I am reading an article on optimal control by Jean-Pierre RAYMOND and on page 57, in the proof of Theorem 5.4.4 he uses the fact that
$\int_{\Omega} |\nabla((-\Delta)^{-1}f)|^2=\langle f,(-\Delta)^{-1}f\rangle_{H^{-1} \times H^1_0} $
The only way I can explain this to myself is by the following argument : If we take the norm $\|g\|_{H^1}=\int_\Omega|\nabla g|^2$ on $H^1$, then because of the Riesz representation theorem, for every $f\in H^{-1}$ there exists a $u_f\in H_0^1$ such that
$\langle f,g\rangle_{H^{-1} \times H^1_0}=\int_\Omega \nabla g\nabla u_f$
for every $g\in H_0^1$. Now we can identify $u_f$ by the isomorphism $(-\Delta)^{-1}:H^{-1}\rightarrow H^1_0$ and we finally get
$\langle f,g\rangle_{H^{-1} \times H^1_0}=\int_\Omega \nabla g\nabla (-\Delta)^{-1}f$.

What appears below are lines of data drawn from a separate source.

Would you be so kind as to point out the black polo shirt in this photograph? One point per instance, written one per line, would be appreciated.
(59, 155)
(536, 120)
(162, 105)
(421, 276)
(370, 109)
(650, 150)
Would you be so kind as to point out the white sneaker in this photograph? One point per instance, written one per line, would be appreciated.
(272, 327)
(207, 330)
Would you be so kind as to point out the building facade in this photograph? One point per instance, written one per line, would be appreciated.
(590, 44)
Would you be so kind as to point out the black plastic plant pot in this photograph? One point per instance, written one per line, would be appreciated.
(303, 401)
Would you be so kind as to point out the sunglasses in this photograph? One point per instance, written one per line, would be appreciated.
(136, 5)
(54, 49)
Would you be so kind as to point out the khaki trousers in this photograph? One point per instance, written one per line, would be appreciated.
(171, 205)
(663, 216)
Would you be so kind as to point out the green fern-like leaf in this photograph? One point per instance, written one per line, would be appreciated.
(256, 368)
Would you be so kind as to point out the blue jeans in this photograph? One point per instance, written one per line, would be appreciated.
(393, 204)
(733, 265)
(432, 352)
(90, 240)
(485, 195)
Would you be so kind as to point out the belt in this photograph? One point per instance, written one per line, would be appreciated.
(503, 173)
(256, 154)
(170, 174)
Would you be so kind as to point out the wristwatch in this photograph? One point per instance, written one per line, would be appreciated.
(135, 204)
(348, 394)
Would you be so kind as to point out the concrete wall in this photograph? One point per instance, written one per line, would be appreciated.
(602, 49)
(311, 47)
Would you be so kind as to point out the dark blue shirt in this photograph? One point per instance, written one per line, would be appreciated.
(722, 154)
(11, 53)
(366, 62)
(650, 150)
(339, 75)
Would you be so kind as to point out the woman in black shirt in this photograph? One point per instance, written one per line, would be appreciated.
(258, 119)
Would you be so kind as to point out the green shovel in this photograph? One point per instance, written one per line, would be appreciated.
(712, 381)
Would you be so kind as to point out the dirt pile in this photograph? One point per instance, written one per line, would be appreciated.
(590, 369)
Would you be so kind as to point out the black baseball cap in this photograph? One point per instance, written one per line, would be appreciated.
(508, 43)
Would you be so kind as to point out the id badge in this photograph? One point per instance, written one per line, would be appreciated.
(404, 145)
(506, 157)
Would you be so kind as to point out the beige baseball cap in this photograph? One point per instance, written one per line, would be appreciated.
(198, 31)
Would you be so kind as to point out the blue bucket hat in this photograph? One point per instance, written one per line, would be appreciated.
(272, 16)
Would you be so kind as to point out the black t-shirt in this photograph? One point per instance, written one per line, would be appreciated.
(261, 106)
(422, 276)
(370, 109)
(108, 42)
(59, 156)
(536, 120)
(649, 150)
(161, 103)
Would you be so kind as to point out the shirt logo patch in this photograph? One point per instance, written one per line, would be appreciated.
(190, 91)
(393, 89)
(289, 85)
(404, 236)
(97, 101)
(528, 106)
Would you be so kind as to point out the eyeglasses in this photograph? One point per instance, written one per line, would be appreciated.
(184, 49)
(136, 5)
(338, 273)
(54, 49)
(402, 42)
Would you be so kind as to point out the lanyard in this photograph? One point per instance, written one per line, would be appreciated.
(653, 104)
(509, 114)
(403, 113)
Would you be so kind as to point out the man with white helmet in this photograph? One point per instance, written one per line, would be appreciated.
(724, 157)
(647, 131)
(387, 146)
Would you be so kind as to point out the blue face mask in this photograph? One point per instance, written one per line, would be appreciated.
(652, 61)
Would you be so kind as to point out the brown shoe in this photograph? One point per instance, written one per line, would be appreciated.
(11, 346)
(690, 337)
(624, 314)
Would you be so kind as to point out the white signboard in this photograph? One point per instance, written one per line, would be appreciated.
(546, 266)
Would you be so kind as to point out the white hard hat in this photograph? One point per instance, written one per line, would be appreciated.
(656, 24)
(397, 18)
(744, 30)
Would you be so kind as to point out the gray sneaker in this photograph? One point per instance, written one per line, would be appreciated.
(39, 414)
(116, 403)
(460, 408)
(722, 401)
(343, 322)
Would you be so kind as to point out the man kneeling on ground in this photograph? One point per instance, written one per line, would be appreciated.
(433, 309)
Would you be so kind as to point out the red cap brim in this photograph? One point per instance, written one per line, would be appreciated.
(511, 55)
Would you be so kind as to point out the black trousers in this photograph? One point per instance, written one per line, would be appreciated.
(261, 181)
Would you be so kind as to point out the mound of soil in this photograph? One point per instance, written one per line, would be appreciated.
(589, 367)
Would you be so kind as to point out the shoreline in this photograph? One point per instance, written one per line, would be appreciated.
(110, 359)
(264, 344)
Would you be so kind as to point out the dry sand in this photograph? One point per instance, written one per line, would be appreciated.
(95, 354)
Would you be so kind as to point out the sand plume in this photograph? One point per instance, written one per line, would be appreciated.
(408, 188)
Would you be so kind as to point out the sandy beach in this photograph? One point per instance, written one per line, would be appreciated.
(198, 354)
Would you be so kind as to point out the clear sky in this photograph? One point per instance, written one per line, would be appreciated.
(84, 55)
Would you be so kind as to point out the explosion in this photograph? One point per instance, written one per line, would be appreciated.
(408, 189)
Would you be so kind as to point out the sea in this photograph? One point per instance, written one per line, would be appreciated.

By replacing $g$ with the term above yields the result. I'm not quite sure if this correct though, some help would be appreciated
Thank you in advance!
You have the right idea. Let's introduce $g=(-\Delta)^{-1}f$, so that the claim becomes more readable: $$\int_{\Omega} |\nabla g|^2=\langle -\Delta g,g \rangle_{H^{-1} \times H^1_0}\tag1$$ Recall the general definition of $-\Delta g$: it is the distribution $T$ that acts on test functions $\varphi$ by $$ T(\varphi) = -\int g\Delta \varphi\tag2$$ When $g\in H^1$, we can integrate by parts on the right, obtaining another formula for $T$: $$ T(\varphi) = \int \nabla g \nabla \varphi\tag3$$ The right hand side of (3) is a continuous linear functional on $ H^1_0$, and therefore $T$ extends to an element of $H^{-1}$. Computing $T(g)$ according to (3), we get (1).